Chicago mayor Brandon Johnson recently agreed to change the city’s real estate transfer tax by implementing a so-called “mansion tax”– a real estate transfer tax applied to the purchase of property over a certain amount. The goal of the tax is to provide funds to build affordable housing for Chicago’s unhoused, although achieving this goal simultaneously presents additional obstacles.
While several states, counties, and municipalities have enacted similar real estate transfer taxes, Chicago’s proposed “mansion tax” structure is unique in two notable ways.
1. Chicago’s “mansion tax” would be paid by buyers of residential and commercial properties.
Despite its characterization as a “mansion tax,” Chicago’s new real estate transfer tax applies to both residential and commercial properties. Commercial real estate experts fear that the tax could have a chilling effect at a time when that market is already struggling. According to Crain’s Chicago Business, in the first half of 2023, commercial property transactions totaled just under $5.3 billion – a 51% decrease from the same period last year. This could be particularly detrimental to the development of multi-family properties. The tax hike could make buyers less interested in purchasing property in Chicago, and developers less interested in building. If commercial real estate developers are discouraged from building in Chicago, achieving a proper supply of affordable housing could be challenging.
Industry experts also criticize the imposition of the tax on buyers, rather than sellers, of real estate.
2. Chicago’s new transfer tax has a graduated approach.
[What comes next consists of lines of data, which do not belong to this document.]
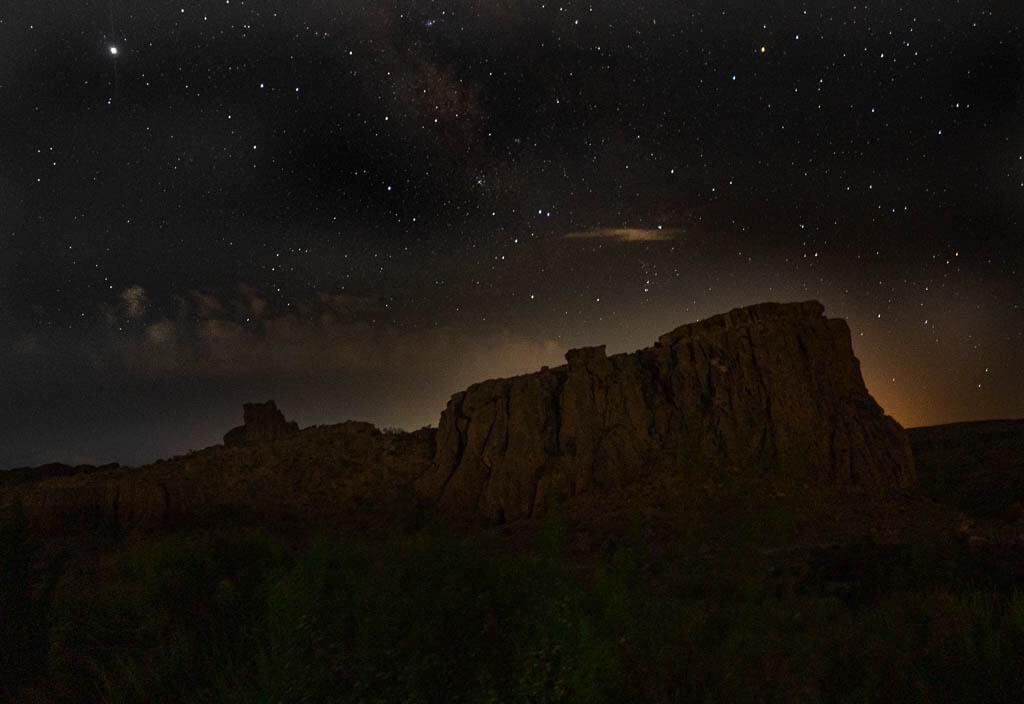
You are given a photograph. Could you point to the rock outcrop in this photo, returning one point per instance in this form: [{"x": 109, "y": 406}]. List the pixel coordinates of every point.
[
  {"x": 349, "y": 473},
  {"x": 263, "y": 423},
  {"x": 771, "y": 388}
]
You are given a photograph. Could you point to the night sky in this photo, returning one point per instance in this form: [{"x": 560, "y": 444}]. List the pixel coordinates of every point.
[{"x": 358, "y": 209}]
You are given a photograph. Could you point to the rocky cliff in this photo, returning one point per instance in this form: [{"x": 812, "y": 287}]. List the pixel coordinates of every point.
[
  {"x": 349, "y": 473},
  {"x": 262, "y": 423},
  {"x": 771, "y": 388}
]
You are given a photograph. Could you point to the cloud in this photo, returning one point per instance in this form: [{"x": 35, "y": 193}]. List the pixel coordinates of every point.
[
  {"x": 133, "y": 302},
  {"x": 628, "y": 234},
  {"x": 324, "y": 335}
]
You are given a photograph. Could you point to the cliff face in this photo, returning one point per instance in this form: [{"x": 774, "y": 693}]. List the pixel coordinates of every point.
[
  {"x": 350, "y": 472},
  {"x": 772, "y": 388}
]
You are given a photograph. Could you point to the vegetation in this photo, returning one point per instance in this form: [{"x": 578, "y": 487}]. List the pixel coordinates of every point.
[{"x": 249, "y": 616}]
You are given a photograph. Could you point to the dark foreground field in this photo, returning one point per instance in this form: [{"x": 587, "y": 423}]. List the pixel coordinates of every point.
[{"x": 738, "y": 598}]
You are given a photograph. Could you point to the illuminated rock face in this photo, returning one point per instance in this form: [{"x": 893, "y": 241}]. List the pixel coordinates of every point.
[
  {"x": 263, "y": 423},
  {"x": 771, "y": 388}
]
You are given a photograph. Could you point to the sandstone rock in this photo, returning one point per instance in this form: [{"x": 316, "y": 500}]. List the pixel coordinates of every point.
[
  {"x": 772, "y": 388},
  {"x": 350, "y": 473},
  {"x": 263, "y": 423}
]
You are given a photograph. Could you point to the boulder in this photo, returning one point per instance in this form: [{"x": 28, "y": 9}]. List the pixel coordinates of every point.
[
  {"x": 263, "y": 423},
  {"x": 772, "y": 388}
]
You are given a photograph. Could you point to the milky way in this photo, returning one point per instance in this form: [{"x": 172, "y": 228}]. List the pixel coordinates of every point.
[{"x": 358, "y": 209}]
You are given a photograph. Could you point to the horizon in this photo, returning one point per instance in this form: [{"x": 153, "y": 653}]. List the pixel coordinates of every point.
[{"x": 359, "y": 210}]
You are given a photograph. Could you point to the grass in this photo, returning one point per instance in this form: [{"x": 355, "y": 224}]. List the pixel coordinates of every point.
[{"x": 248, "y": 616}]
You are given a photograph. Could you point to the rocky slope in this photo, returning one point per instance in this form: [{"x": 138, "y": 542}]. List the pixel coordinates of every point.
[
  {"x": 772, "y": 388},
  {"x": 351, "y": 473}
]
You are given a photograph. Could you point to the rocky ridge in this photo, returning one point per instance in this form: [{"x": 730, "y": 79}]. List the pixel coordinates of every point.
[{"x": 772, "y": 389}]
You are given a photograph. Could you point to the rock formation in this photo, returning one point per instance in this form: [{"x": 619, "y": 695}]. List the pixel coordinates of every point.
[
  {"x": 263, "y": 423},
  {"x": 771, "y": 388}
]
Currently, all buyers in Chicago pay the same transfer tax at closing equal to 0.75% of the purchase price. The new transfer tax has a graduated approach, which also differs from Brandon Johnson’s original plan during his campaign which would have increased the transfer tax to 2.65% for all transactions over $1 million. The final law applies three tiers for the transfer tax:
- Property sales less than $1 million: transfer tax would be lowered to 0.60%.
- Property sales between $1-1.5 million: the tax would be increased to 2.0%.
- Property sales over $1.5 million: the tax would be increased to 3.0% (which is quadruple the current rate).
Chicago would have one of the highest “mansion taxes” in the country. In comparison, Los Angeles recently enacted a 4% transfer tax on properties that sell for over $5 million and 5.5% on properties that sell for over $10 million (note: Los Angeles County’s “mansion tax” similarly applies to commercial properties). Connecticut imposes a tax of 2.25% on properties that sell for over $2.5 million. And in New Jersey, the transfer tax is 1% on properties sold for over $1 million.
Crain’s Chicago Business reports that proponents of the draft tax plan are expected to introduce a resolution authorizing the ballot referendum at Chicago’s City Council meeting on September 13. If the referendum is approved, the new ordinance would then need to be approved, likely in Spring 2024.